When the Supreme Court ruled in January that the ban could go into effect while lawsuits against it are heard by lower courts, it struck down two injunctions blocking the ban. However, two other injunctions remained. A federal judge in Maryland lifted one of them Thursday. But lawyers representing transgender military members say the fate of the other injunction is undecided.
A three-judge panel of the U.S. Court of Appeals for the District of Columbia in early January struck down an injunction issued by a district court judge in the case of Doe v. Trump, one of four suits challenging the ban, but it did not issue a signed ruling until Friday. Lawyers for the trans troops said they have 21 days after that to seek a review by the entire appeals court, known as an en banc review. But the Trump administration said the injunction is already lifted.
"The government is wrong," Shannon Minter, legal director for the National Center for Lesbian Rights, told the Washington Blade Friday, after the administration announced its plan to proceed with the ban. "The injunction remains in effect until the mandate [the final order] issues, and that clearly has not happened. The Court of Appeals has gone out of its way to give the plaintiffs an opportunity to seek rehearing en banc before the mandate issues and the injunction is dissolved."

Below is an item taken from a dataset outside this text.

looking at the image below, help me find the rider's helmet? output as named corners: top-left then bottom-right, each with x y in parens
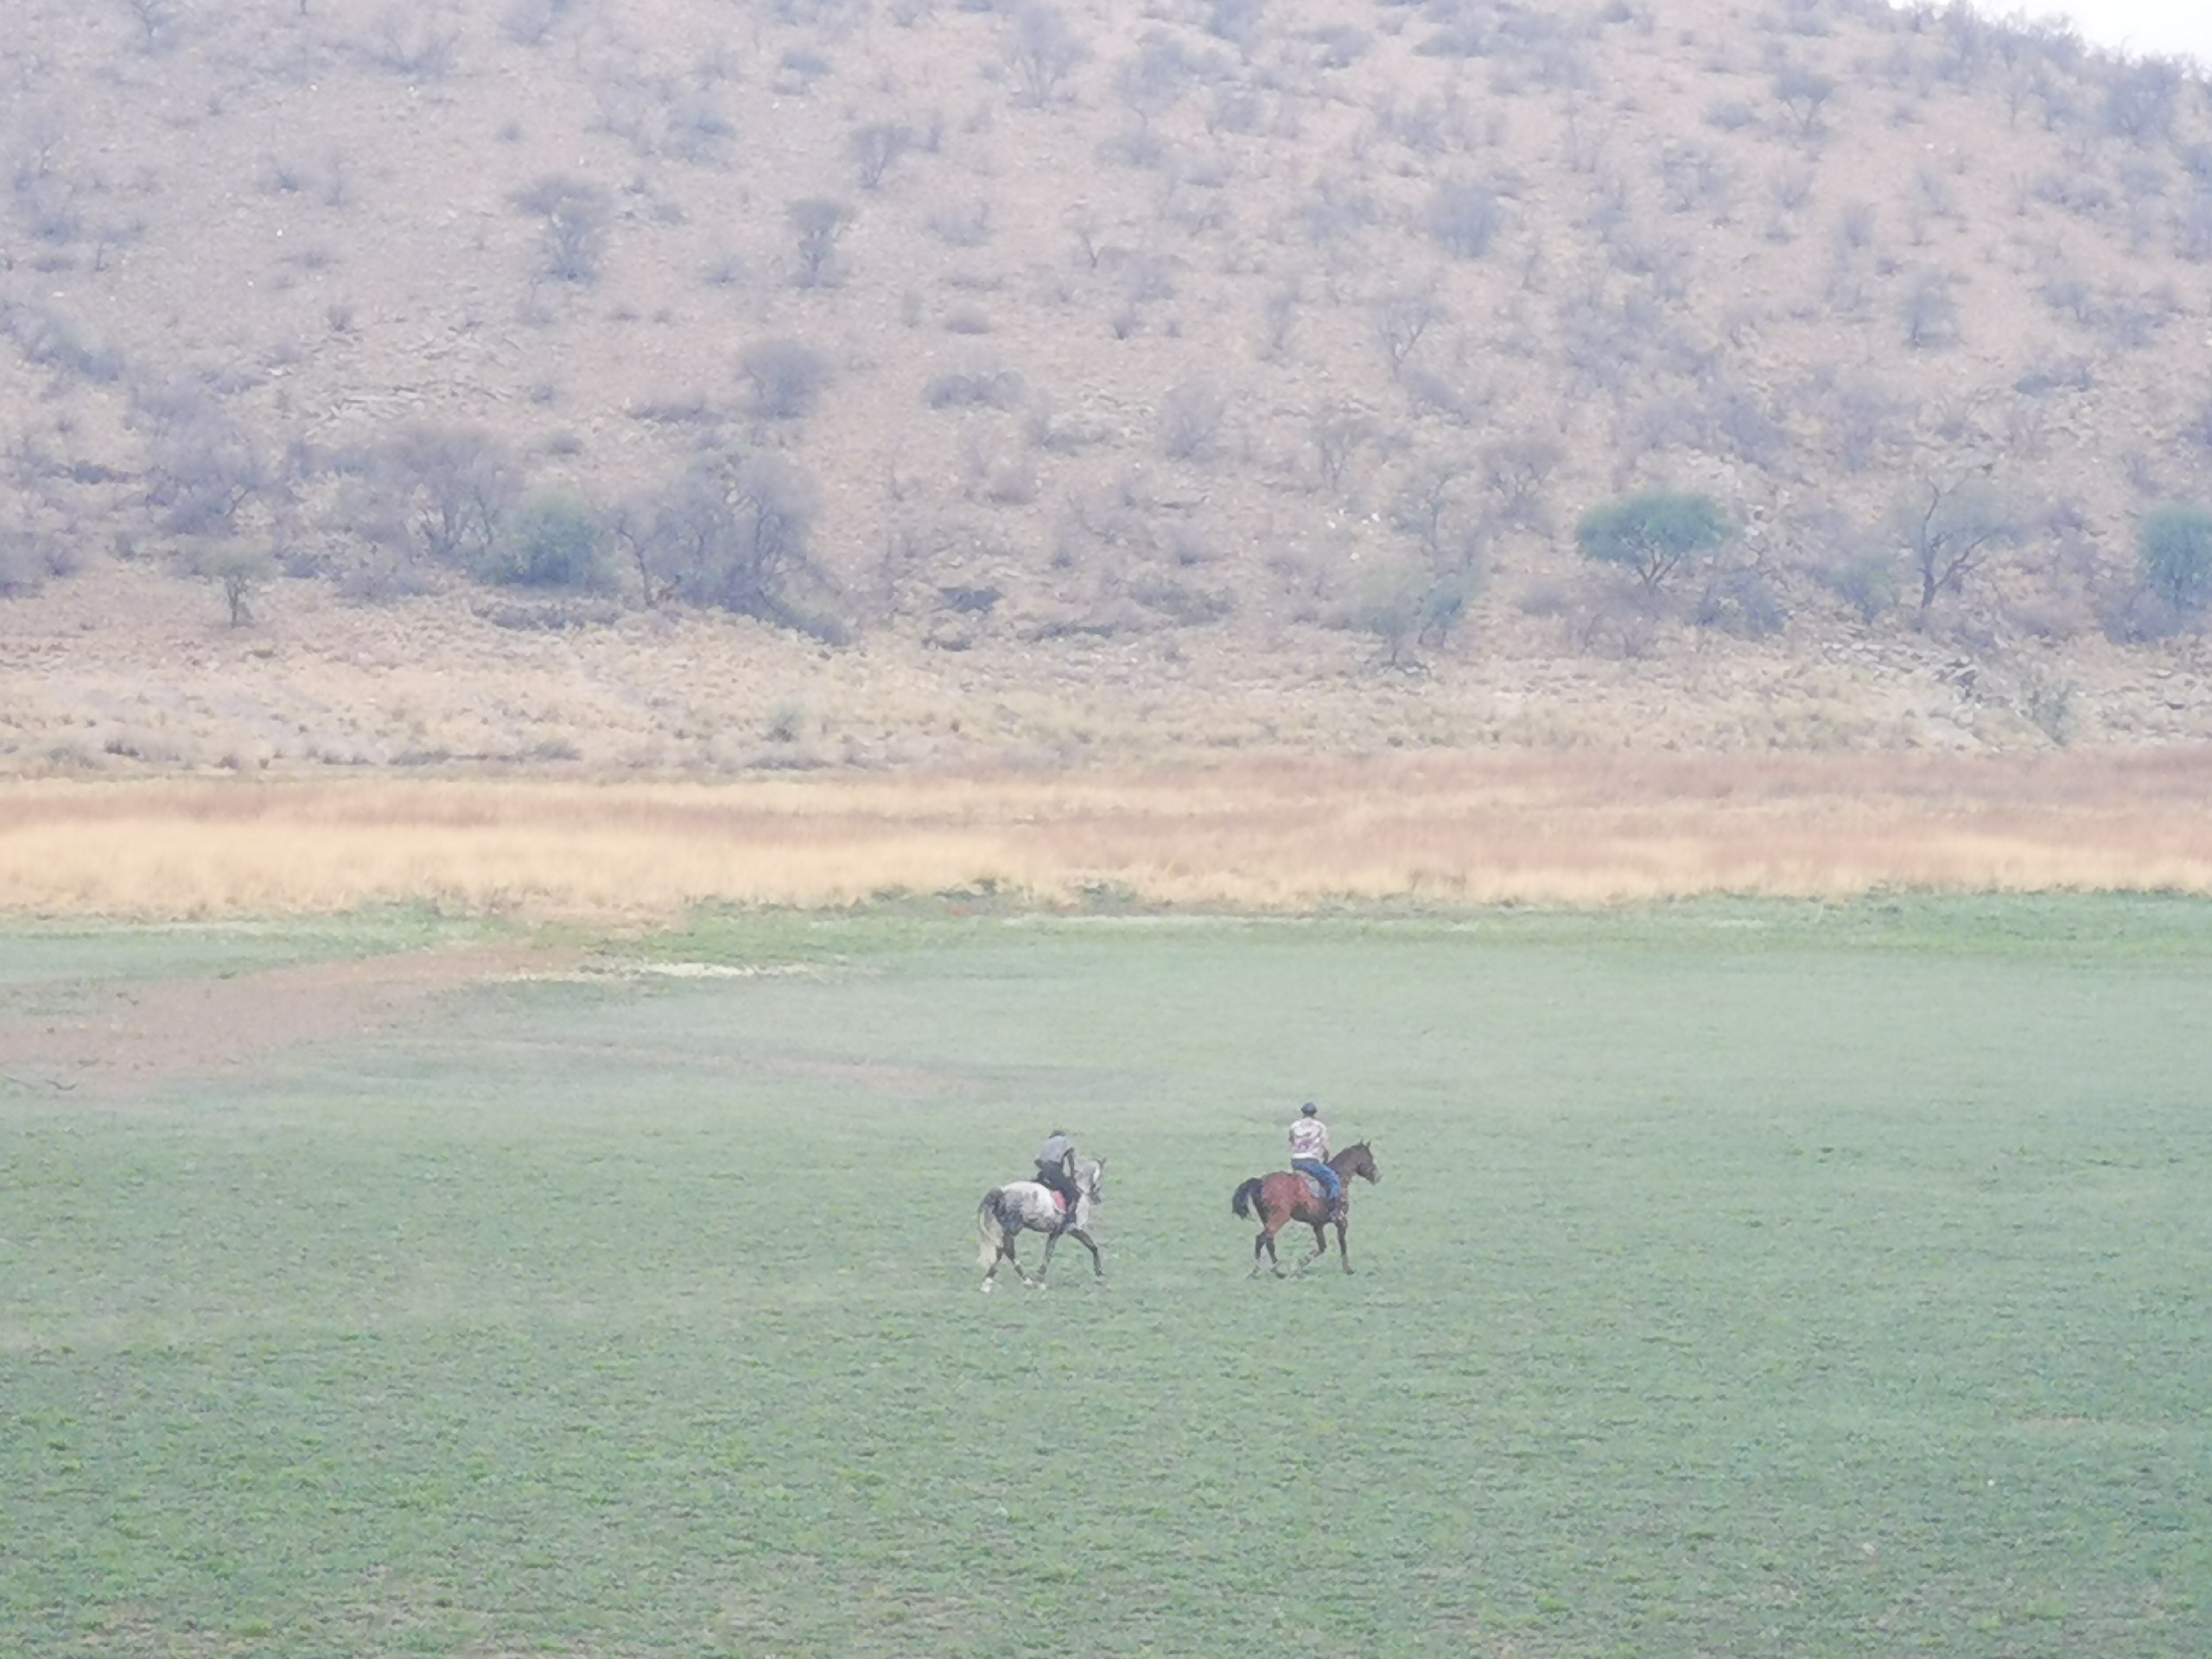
top-left (1300, 1102), bottom-right (1319, 1116)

The Department of Justice filed a legal brief Friday saying that in light of the Maryland judge lifting his injunction and the D.C. Appeals Court decision in January, "there is no longer any impediment to the military's implementation of the Mattis policy." Mattis is former Defense Secretary James Mattis, who last year crafted a memo outlining the administration's justifications for the ban, which Donald Trump originally announced via Twitter in 2017.
The brief also said Acting Secretary of Defense Patrick Shanahan will issue a "directive-type memorandum" to implement the ban "in the near future." The memorandum will take effect 30 days after it is released.
The Blade sought further comment from the Justice and Defense departments late Friday, but they have so far not responded.